Jika para mahasiswa yang tergabung dalam massa aksi sedang berdemo kemudian meruntuhkan pagar tembok gedung DPR, membakar ban bekas, memblokir jalan, merusak mobil plat merah, merusak pos polisi, dan melempari hingga bentrok dengan polisi serta merta mendapat cap anarkis dan kriminal, bagi saya ini adalah ungkapan-ungkapan dari sebuah sikap apatis yang fatalistis. Karena sesungguhnya mereka (mahasiswa) merasa prihatin terhadap penderitaan yang diderita rakyatnya. Sementara disisi yang lainnya, penguasa dari negeri kaya raya ini berusaha untuk terus menipu, membodoh-bodohi, memaksa, memeras, menindas, memiskinkan dan membunuh rakyatnya secara perlahan dengan menciptakan kebijakan-kebijakan yang tidak berpihak pada rakyat kecil. Ngotot berusaha menaikkan harga BBM pada saat kondisi ekonomi rakyat yang tidak memungkinkan, apakah tindakan tersebut tidak lebih anarkis dan kriminal dari aksi mahasiswa?. Sesungguhnya amarah publik bukan hanya pada persoalan kenaikan BBM semata, tetapi hilangnya kepercayaan publik terhadap rezim berkuasa hari ini yang sudah terlampau korup, kita semua tidak akan pernah lupa bagaimana kasus Century, BLBI, Wisma Atlit dan lain sebagainya tidak pernah jelas penyelesaian akhirnya seperti apa. Belum lagi soal pelanggaran berat HAM di Papua, kekerasan terhadap minoritas beragama, dan lumpur Lapindo sebagai bentuk kejahatan lingkungan.

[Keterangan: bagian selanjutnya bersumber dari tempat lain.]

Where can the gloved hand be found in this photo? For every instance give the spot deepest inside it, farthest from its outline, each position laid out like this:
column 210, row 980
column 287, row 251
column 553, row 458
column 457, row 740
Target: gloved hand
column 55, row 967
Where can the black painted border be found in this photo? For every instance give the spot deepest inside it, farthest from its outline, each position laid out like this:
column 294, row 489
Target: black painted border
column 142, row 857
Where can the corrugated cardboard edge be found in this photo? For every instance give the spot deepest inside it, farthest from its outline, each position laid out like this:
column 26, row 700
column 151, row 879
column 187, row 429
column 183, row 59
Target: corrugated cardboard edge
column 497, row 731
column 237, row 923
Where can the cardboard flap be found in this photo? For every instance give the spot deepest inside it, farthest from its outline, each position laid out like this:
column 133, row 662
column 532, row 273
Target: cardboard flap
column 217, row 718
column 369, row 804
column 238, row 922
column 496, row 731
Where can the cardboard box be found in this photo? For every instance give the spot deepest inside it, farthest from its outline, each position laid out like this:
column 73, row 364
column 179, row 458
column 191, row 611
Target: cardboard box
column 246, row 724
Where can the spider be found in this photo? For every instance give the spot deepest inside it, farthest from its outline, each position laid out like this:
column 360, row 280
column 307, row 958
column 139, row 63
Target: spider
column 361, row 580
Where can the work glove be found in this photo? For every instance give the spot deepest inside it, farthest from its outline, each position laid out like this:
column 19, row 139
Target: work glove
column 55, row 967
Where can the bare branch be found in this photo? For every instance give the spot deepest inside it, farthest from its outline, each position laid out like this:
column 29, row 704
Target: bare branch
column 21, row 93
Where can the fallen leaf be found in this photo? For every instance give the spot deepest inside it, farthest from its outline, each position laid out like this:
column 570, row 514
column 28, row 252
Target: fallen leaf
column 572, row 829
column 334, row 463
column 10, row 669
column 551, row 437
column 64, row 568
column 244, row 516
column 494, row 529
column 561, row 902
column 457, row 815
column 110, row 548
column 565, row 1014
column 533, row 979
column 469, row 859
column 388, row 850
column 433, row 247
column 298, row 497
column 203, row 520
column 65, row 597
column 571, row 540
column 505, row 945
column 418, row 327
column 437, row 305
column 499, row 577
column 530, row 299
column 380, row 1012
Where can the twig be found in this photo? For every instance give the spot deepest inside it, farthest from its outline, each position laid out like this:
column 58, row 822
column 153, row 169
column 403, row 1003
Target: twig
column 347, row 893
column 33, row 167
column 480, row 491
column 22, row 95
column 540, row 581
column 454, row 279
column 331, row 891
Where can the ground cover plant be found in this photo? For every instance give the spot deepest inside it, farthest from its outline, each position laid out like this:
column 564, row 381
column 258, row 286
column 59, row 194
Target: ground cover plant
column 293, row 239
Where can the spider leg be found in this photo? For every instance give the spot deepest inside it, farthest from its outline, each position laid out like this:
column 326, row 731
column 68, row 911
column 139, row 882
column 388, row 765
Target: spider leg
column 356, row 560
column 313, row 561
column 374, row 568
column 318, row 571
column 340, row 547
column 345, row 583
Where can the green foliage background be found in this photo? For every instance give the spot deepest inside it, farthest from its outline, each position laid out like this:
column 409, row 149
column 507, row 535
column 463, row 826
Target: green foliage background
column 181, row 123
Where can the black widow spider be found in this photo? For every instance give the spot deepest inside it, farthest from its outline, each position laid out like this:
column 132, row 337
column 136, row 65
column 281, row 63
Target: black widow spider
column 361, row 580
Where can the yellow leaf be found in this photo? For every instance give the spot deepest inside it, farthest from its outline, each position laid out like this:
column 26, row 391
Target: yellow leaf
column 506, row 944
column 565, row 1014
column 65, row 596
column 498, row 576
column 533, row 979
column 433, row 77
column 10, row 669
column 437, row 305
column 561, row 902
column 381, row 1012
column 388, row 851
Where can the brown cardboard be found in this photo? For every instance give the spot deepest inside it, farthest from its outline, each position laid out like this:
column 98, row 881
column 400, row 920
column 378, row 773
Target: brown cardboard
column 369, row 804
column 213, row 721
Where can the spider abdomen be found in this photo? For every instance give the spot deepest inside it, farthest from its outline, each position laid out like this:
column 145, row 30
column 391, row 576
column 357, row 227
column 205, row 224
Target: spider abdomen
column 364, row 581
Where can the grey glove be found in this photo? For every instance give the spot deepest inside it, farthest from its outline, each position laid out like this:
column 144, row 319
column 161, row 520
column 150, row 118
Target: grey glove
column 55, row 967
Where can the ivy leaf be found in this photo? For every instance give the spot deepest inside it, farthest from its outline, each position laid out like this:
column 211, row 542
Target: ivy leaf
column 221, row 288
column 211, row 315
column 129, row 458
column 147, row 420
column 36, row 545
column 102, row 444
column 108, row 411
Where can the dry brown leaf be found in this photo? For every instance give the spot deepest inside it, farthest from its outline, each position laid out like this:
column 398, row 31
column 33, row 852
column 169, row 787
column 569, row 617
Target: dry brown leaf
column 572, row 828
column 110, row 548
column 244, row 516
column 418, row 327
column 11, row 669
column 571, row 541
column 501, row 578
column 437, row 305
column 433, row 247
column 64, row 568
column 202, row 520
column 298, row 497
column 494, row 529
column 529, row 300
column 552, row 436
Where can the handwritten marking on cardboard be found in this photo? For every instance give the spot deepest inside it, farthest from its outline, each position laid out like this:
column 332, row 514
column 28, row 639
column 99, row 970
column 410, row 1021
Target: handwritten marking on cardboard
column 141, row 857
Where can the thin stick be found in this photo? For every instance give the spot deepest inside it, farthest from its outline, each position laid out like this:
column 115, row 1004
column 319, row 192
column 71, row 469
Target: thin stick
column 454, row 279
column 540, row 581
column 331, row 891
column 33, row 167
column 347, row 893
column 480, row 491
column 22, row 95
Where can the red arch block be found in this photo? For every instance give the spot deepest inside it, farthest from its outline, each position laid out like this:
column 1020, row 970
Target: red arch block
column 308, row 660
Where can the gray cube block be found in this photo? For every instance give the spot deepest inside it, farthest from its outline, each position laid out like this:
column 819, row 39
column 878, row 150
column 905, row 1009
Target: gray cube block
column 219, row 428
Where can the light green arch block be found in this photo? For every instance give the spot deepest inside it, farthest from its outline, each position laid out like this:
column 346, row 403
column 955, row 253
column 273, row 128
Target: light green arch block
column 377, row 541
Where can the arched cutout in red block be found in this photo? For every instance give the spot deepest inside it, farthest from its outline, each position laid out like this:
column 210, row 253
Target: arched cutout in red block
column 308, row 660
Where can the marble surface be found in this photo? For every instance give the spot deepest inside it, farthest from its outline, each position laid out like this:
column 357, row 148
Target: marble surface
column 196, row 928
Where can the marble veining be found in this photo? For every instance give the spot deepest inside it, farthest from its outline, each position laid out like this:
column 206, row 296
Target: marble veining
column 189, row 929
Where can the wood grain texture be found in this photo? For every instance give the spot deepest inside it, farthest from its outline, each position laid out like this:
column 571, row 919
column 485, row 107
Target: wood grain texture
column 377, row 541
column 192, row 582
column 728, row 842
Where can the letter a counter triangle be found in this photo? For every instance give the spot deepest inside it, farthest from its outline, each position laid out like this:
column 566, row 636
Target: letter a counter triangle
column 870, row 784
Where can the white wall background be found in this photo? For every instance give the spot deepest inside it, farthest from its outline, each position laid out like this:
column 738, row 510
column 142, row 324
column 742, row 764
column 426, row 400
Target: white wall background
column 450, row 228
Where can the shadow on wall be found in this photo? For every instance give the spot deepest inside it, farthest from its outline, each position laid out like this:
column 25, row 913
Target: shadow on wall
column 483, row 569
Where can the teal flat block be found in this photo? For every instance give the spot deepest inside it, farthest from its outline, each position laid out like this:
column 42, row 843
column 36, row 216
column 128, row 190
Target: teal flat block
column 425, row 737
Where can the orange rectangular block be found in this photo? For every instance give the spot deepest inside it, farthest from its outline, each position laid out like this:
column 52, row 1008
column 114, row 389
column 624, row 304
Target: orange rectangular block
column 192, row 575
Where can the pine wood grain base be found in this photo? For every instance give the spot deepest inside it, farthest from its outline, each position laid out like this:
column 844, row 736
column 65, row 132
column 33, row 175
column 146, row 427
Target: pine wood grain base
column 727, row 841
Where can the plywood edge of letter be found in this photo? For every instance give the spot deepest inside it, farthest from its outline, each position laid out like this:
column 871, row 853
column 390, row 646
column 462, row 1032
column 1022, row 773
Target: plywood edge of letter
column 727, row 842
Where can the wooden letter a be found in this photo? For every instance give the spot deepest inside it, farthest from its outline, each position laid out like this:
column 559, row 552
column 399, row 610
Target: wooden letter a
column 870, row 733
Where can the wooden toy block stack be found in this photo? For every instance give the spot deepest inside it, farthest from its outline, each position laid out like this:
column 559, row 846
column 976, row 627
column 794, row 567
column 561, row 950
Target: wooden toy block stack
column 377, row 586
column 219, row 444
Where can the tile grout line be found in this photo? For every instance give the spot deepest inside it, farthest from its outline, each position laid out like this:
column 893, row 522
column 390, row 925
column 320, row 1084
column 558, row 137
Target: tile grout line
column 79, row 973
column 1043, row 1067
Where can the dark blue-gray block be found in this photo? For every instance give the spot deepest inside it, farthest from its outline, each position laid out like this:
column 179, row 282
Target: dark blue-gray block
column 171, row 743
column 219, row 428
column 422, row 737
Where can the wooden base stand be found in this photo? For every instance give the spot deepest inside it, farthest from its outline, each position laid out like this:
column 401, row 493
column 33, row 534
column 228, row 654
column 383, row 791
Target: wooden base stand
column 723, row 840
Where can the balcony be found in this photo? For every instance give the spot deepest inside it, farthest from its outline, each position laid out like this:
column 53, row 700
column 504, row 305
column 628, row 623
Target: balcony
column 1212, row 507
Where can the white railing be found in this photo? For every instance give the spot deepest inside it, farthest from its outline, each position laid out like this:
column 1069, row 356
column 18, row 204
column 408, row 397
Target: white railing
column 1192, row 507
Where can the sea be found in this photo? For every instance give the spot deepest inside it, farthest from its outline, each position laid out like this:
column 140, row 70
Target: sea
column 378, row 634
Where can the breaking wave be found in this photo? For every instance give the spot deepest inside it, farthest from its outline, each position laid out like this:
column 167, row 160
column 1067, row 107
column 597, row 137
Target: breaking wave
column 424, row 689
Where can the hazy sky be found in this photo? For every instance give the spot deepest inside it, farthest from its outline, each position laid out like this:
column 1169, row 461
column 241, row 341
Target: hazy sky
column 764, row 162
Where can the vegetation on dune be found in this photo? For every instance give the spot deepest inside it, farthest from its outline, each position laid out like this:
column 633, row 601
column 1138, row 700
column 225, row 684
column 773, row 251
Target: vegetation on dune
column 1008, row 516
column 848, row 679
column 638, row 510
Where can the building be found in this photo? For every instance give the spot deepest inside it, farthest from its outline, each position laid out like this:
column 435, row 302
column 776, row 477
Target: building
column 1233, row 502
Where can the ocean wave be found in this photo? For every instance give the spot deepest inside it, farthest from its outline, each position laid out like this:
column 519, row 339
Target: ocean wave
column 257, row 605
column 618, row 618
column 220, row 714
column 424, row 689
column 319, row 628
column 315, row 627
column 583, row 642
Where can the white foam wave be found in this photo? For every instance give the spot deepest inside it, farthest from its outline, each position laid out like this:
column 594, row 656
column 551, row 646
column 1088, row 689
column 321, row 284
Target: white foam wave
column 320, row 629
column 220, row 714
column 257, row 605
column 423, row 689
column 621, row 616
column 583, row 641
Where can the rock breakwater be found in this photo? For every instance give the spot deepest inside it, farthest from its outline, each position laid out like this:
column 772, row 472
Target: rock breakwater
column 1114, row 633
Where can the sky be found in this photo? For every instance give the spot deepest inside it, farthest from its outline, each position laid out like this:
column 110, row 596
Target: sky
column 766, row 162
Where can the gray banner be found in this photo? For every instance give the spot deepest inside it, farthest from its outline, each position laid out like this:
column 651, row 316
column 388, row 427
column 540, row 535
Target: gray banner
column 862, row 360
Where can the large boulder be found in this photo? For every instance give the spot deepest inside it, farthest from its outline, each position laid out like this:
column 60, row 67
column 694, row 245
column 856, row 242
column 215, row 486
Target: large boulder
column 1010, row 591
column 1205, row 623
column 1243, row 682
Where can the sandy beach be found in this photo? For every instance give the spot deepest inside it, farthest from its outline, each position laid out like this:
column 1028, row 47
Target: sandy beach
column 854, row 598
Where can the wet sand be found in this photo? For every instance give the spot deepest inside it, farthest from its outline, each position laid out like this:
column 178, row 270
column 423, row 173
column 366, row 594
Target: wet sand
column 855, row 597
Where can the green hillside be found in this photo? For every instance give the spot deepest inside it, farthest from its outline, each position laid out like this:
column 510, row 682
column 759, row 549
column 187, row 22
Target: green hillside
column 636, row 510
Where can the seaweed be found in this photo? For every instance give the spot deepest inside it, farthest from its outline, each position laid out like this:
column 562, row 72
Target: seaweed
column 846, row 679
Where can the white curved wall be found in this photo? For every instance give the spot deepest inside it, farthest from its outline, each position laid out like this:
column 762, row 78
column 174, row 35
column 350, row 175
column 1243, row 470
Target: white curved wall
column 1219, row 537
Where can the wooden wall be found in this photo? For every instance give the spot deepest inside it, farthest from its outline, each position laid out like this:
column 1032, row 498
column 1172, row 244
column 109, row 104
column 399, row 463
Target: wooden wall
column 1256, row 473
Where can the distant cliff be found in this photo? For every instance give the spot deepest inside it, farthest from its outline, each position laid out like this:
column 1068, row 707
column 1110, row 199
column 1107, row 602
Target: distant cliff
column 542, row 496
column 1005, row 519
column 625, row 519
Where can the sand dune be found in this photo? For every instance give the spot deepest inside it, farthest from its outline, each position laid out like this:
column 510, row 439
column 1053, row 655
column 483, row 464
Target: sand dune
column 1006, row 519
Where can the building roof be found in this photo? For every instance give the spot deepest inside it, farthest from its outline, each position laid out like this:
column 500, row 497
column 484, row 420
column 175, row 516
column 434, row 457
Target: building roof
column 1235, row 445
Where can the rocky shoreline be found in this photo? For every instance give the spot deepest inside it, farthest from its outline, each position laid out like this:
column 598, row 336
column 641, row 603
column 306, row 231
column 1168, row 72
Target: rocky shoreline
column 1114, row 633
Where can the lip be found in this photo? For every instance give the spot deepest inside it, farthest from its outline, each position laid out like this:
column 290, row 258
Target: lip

Kita harus objektif dan kritis dalam melihat setiap konteks permasalahan, jangan pernah mau opini kita digiring oleh permainan penguasa melalui media massa mainstream. Mereka, khususnya media massa televisi sesungguhnya adalah milik kaum modal dan elit partai dimana mereka-mereka ini tidak ingin kepentingan-kepentingan yang menghisap rakyat terganggu oleh gerakan sosial massa aksi. Media massa mainstream memang tidak berpihak pada perjuangan rakyat karena media-media televisi sudah terkooptasi oleh kekuasaan. Mereka adalah bagian dari struktur pola masyarakat kapitalis yang tunduk dibawah kekuasaan oligarki politik. Sebuah kekuasaan penuh kemunafikan yang tanpa malu bersembunyi dibalik ketiak demokrasi. Demokrasi itu sesungguhnya bukan hanya persoalan untuk membebaskan diri kita mengeluarkan pendapat dan pikiran, tetapi demokrasi yang sejati adalah demokrasi yang membebaskan kita dari segala keterkungkungan dan jeratan-jeratan yang diciptakan oleh para pemilik kuasa dan modal. Sedangkan publik sebagai struktur sosial yang mengkonsumsi media mainstream dan rakyat miskin sebagai korbannya adalah ternak yang tak menyadari ladangnya. Merumput di bawah terik sinar matahari, menunggu untuk disembelih, atau diperas. Sebuah ladang yang dijanjikan seolah-olah merupakan tempat hidup yang nyaman penuh wewangian keindahan surga, padahal sesungguhnya ladang tersebut adalah lapangan yang disediakan dan direkayasa agar para ternak tak pergi kemana-mana, digembala layaknya domba agar tidak keluar dari pagar, dan tetap merumput dalam kegembiraan dan kesenangan yang penuh ilusi.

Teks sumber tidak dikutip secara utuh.